Rick Bass appartient à la famille des écrivains dits « du Montana » mais il n’aime pas être ainsi catégorisé, même s’il invoque volontiers comme maîtres en littérature Jim Harrison et Thomas McGuane. Longtemps géologue, spécialiste des gisements de pétrole et de gaz, il s’est fait écrivain : un écrivain engagé, profondément amoureux de sa terre et que semble d’ailleurs ne jamais quitter une certaine appétence pour les sols, transformée sous les cieux du Montana en ode écologiste. En témoignent de nouveau les textes qui composent La Vie des pierres : des récits qui abordent des moments de vie intimement liés à l’observation d’une Nature omniprésente, qu’on la parcoure, qu’on l’ignore, qu’on l’oublie ou qu’on tente de la protéger.

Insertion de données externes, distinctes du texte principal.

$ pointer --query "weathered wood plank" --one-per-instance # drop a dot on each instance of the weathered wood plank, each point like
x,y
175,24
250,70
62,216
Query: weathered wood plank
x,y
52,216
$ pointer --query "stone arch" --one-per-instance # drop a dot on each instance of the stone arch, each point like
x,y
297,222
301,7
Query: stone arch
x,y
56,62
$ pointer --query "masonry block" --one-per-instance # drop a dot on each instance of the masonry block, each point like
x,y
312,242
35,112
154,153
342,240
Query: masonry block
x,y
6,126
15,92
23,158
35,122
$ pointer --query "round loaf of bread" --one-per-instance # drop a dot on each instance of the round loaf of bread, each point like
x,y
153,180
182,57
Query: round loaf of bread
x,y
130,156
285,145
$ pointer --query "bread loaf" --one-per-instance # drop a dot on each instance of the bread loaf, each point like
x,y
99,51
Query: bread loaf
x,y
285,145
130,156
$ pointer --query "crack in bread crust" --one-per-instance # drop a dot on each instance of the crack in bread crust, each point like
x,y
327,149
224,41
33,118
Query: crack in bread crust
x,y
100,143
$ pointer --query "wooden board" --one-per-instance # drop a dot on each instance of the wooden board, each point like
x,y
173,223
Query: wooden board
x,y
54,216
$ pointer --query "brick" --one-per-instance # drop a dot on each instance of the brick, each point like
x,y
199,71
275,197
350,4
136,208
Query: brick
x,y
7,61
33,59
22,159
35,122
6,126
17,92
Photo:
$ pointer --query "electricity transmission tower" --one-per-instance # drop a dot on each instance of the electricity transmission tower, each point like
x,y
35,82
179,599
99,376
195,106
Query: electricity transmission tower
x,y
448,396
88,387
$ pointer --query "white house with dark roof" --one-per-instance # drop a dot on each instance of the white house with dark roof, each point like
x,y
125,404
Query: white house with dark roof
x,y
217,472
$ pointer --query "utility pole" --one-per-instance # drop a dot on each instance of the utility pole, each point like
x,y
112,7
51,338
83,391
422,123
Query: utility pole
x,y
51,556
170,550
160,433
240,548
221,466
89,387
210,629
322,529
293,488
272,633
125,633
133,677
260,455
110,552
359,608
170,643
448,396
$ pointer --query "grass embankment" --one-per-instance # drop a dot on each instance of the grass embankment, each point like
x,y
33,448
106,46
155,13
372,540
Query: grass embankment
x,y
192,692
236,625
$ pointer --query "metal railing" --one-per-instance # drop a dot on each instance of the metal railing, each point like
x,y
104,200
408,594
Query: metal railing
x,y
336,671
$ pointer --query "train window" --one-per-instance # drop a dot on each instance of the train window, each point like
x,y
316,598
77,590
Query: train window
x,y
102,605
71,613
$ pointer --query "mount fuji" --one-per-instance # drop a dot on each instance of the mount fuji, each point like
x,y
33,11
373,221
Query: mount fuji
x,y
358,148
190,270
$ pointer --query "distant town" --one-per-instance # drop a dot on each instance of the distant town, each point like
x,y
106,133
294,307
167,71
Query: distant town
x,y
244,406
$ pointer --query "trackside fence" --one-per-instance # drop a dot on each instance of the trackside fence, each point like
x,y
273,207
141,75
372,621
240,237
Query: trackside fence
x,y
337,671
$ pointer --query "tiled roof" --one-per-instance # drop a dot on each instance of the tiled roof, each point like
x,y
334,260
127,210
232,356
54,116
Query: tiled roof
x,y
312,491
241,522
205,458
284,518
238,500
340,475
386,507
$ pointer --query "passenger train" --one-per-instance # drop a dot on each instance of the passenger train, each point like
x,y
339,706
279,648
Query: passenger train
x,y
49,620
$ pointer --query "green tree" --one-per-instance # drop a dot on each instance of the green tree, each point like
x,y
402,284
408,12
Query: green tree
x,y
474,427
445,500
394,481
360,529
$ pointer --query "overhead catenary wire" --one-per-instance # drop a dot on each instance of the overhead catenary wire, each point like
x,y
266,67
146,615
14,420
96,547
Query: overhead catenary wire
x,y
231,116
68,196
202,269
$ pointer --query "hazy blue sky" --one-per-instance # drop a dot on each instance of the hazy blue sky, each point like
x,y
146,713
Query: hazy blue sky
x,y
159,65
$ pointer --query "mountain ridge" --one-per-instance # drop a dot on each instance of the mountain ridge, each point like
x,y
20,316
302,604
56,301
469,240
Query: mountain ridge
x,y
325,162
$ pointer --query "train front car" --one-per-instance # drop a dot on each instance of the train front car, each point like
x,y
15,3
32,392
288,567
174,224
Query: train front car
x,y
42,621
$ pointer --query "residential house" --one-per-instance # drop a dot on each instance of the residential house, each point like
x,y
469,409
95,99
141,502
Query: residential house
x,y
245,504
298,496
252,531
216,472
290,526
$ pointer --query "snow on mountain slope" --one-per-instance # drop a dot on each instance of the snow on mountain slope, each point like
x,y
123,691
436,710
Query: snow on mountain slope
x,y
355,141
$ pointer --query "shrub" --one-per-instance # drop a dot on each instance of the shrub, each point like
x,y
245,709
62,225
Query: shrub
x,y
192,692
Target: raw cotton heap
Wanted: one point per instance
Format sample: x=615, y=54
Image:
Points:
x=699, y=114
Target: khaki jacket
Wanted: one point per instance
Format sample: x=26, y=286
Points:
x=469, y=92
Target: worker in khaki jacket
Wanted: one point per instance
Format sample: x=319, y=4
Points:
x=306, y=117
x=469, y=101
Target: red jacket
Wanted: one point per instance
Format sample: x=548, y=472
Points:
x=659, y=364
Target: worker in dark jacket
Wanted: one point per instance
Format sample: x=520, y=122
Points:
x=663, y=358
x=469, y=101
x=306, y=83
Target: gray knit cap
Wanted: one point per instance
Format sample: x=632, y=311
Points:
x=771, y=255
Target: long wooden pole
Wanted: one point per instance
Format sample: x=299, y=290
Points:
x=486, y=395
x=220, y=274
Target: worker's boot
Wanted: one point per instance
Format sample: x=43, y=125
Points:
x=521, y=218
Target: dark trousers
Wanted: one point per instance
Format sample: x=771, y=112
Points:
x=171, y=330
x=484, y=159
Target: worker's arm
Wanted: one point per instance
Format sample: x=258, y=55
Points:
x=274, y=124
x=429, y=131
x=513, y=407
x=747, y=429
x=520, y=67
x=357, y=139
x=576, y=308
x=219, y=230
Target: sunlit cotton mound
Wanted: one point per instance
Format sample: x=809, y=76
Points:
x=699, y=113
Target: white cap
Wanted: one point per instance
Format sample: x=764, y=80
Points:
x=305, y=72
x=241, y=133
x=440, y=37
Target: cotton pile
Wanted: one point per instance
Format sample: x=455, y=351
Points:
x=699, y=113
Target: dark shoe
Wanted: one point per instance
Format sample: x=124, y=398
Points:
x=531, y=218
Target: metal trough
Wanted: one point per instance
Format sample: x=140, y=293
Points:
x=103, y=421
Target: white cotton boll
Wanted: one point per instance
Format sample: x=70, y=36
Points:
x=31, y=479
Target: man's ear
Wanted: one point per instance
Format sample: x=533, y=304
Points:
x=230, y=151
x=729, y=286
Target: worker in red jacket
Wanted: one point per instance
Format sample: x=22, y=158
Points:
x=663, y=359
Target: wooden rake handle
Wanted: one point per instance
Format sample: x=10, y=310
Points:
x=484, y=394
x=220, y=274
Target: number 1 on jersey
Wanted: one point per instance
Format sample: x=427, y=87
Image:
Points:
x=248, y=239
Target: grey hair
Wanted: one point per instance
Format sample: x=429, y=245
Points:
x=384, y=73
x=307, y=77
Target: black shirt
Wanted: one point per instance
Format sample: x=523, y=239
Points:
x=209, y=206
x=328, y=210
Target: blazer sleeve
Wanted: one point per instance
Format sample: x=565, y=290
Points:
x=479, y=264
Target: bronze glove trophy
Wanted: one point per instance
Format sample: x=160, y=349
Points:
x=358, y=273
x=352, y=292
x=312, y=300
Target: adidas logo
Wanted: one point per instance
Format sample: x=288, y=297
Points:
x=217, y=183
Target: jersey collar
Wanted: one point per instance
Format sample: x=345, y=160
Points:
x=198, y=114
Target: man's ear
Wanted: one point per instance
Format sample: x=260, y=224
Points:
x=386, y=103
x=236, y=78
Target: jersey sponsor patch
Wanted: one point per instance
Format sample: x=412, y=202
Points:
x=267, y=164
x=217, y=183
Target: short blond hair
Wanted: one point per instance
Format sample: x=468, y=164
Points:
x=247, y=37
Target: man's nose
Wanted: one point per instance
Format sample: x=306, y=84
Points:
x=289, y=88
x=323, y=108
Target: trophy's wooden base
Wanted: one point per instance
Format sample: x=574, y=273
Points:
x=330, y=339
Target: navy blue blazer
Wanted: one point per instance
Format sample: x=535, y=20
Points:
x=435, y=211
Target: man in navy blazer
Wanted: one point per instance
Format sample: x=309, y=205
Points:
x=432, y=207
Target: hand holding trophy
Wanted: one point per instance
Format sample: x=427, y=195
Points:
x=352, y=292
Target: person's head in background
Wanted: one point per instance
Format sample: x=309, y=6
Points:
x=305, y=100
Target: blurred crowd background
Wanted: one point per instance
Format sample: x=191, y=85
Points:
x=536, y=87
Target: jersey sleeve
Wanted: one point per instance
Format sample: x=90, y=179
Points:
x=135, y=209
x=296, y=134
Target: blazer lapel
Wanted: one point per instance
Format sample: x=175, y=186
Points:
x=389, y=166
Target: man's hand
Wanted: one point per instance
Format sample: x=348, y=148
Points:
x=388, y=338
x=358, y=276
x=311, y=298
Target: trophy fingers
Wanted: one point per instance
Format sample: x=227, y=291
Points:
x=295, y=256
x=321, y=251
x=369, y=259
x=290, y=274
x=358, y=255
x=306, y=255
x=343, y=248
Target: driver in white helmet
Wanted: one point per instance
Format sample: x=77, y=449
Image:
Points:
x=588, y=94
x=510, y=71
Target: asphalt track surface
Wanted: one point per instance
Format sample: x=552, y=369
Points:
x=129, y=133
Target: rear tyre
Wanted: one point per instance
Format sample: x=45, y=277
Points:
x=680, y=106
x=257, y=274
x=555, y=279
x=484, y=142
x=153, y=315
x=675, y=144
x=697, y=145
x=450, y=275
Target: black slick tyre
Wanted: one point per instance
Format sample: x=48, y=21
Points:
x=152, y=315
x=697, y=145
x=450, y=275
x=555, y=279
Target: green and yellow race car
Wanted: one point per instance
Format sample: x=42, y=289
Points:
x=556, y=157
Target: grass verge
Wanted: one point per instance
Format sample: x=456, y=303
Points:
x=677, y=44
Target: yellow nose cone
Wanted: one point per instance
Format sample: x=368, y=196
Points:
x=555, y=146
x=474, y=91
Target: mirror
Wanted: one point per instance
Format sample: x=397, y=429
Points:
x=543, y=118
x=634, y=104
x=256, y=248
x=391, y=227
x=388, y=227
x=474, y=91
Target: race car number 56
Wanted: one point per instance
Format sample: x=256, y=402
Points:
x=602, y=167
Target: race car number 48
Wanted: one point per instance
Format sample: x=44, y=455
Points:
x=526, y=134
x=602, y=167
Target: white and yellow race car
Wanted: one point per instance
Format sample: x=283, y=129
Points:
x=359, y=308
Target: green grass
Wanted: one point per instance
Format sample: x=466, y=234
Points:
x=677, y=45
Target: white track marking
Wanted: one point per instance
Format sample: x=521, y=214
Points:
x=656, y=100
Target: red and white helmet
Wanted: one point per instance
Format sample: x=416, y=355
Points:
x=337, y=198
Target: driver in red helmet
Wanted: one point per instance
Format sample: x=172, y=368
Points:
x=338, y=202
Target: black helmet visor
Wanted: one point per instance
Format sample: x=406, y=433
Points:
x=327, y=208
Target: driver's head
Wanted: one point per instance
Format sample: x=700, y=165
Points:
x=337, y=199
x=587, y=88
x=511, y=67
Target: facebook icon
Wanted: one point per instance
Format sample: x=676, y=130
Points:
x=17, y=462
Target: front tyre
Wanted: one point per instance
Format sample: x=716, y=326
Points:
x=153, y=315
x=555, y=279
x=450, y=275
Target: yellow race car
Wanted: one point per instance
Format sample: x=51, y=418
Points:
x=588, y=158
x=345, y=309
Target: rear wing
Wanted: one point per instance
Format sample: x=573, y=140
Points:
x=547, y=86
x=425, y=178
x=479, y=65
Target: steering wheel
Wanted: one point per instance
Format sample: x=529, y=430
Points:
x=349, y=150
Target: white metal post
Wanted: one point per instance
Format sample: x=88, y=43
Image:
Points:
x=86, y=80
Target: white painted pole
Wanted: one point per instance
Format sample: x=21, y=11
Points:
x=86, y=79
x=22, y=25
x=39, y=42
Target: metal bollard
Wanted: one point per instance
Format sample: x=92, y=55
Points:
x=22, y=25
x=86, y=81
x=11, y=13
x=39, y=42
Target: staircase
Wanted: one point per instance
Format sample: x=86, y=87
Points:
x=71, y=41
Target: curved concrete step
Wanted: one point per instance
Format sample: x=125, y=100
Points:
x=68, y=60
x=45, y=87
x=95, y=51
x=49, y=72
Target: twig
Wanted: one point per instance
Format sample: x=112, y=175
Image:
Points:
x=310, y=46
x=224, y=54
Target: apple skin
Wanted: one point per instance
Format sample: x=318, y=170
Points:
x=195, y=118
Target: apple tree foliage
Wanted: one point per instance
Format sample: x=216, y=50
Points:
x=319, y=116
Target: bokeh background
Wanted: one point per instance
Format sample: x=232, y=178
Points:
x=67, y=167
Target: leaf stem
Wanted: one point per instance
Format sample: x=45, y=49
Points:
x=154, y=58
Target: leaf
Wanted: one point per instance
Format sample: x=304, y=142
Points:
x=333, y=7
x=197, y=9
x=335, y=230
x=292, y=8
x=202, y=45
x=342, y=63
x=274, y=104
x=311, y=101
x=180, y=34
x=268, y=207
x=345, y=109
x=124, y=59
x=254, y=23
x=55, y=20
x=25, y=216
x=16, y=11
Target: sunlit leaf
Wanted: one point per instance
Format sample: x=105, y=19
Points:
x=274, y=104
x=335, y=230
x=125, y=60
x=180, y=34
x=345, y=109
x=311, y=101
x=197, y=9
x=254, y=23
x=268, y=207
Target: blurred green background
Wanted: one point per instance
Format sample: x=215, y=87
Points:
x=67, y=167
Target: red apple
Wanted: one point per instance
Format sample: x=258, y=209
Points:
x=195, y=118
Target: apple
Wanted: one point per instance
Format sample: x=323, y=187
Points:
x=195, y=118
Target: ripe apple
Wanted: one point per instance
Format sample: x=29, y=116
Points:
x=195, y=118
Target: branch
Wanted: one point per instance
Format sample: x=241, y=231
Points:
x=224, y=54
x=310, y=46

Bass, ici, ne se cantonne pas aux seules terres du Montana : il se promène, hante les lieux dans lesquels il a vécu, Texas, Mississipi… Souvent, ses personnages lui ressemblent. Ils traversent des étendues désertes, chassent, pêchent et s’immergent dans un univers qu’ils respectent, accompagnent, admirent. Mais là n’est pas l’essentiel. Si Bass est capable des descriptions les plus réalistes, si on sent dans chacun de ses mots une parfaite connaissance des endroits qu’il raconte, ce qui fait sa puissance réside dans l’influx, dans le souffle presque magique qu’il est capable de créer, et qui fait basculer ses récits, leur donne une vie autre, donne vie à des personnages inoubliables. Jyl, qui apparaît dans deux nouvelles, est l’une d’eux. On la rencontre une première fois alors qu’elle vient juste de tuer son premier cerf, à la mémoire de son père. Désemparée face à l’animal gigantesque, elle ne sait pas quoi faire. Comme dans un conte, une légende, deux vieux frères surviennent alors, qui lui apprennent à être chasseur. La seconde nouvelle se déroule des années plus tard : Jyl est alors recluse dans sa maison, au fond de la vallée, atteinte d’un cancer dont elle n’a que peu de chances de réchapper ; elle ne sort que pour suivre une chimiothérapie lourde. Alors que l’hiver tombe, elle sculpte des bateaux qu’elle laisse filer sur l’eau et dans lesquels elle enferme des histoires, des mots secrets, magiques, des histoires de rien, des noms de pierres, dans l’espoir que les gamins de la famille du bout de la vallée (des chrétiens fondamentalistes, qui vivent en quasi-autarcie) les trouvent, les lisent, s’en amusent. Deux d’entre eux viendront la voir, lui tenir compagnie, apprendre auprès d’elle la vérité des pierres.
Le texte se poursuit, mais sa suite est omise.